The author of the article, John T. James, is a toxicologist at the National Aeronautics and Space Administration (NASA) who examined four published studies, each of which used the Global Trigger Tool to identify preventable adverse events (PAE). Two of the studies relied upon were undertaken by the U.S. Department of Health and Human Services’ Office of Inspector General (OIG). In those studies, the OIG measured adverse events among Medicare beneficiaries using the Global Trigger Tool as one method of detection. The Global Trigger Tool was developed by the Institute for Healthcare Improvement and is used by hundreds of hospitals in many countries to monitor adverse event rates. It relies in part on a systematic and retrospective review of medical records by trained individuals who look for “triggers” or clues that enable researchers to identify adverse events.
It comes as little surprise that adverse events in hospitals have remained a problem as resistant as the latest strain of MRSA. However, the magnitude of the problem demands attention. A decade after the IOM report, a recent analysis of Medicare data revealed that from 2009 through 2011, there were 287,630 serious potentially preventable patient safety events among Medicare patients in U.S. hospitals. (Note: those preventable adverse events represent only the Medicare patient population.)

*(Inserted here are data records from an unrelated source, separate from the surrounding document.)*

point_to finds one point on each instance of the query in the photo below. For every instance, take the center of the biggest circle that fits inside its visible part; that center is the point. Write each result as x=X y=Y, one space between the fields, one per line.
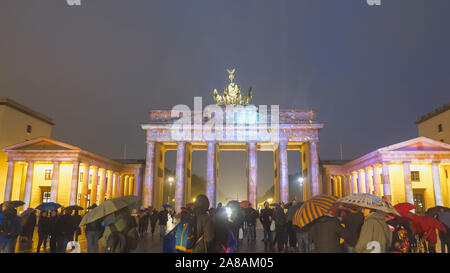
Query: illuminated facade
x=414 y=171
x=18 y=123
x=436 y=124
x=44 y=169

The precise number of deaths related to medical errors is unknown. The primary reason, as many patient safety experts point out, is that 50 – 96% of adverse events are not reported. Regardless of the actual number of preventable deaths, there is cause for continued concern and further action.
The IOM report prompted many health care organizations to create and implement new patient safety initiatives. It also caused a groundswell of legislative activity at the state and federal levels and inspired the Patient Safety and Quality Improvement Act (PSQIA) of 2005. The regulation implementing the PSQIA was published on November 21, 2008, and became effective on January 19, 2009.
Hospitals and other providers should appreciate (and utilize) the fact that the PSQIA is the first federal legislation that created a privilege for information defined as “Patient Safety Work Product” (PSWP). According to the PSQIA, “patient safety work product shall be privileged and shall not be: 1) subject to a Federal, State, or local civil, criminal, or administrative subpoena or order, including in a Federal, State, or local civil or administrative disciplinary proceeding against a provider; [or] 2) subject to discovery in connection with a Federal, State, or local civil, criminal, or administrative proceeding, including in a Federal, State, or local civil or administrative disciplinary proceeding against a provider.” Thus, an important obstacle to disclosing and learning from serious adverse events was removed.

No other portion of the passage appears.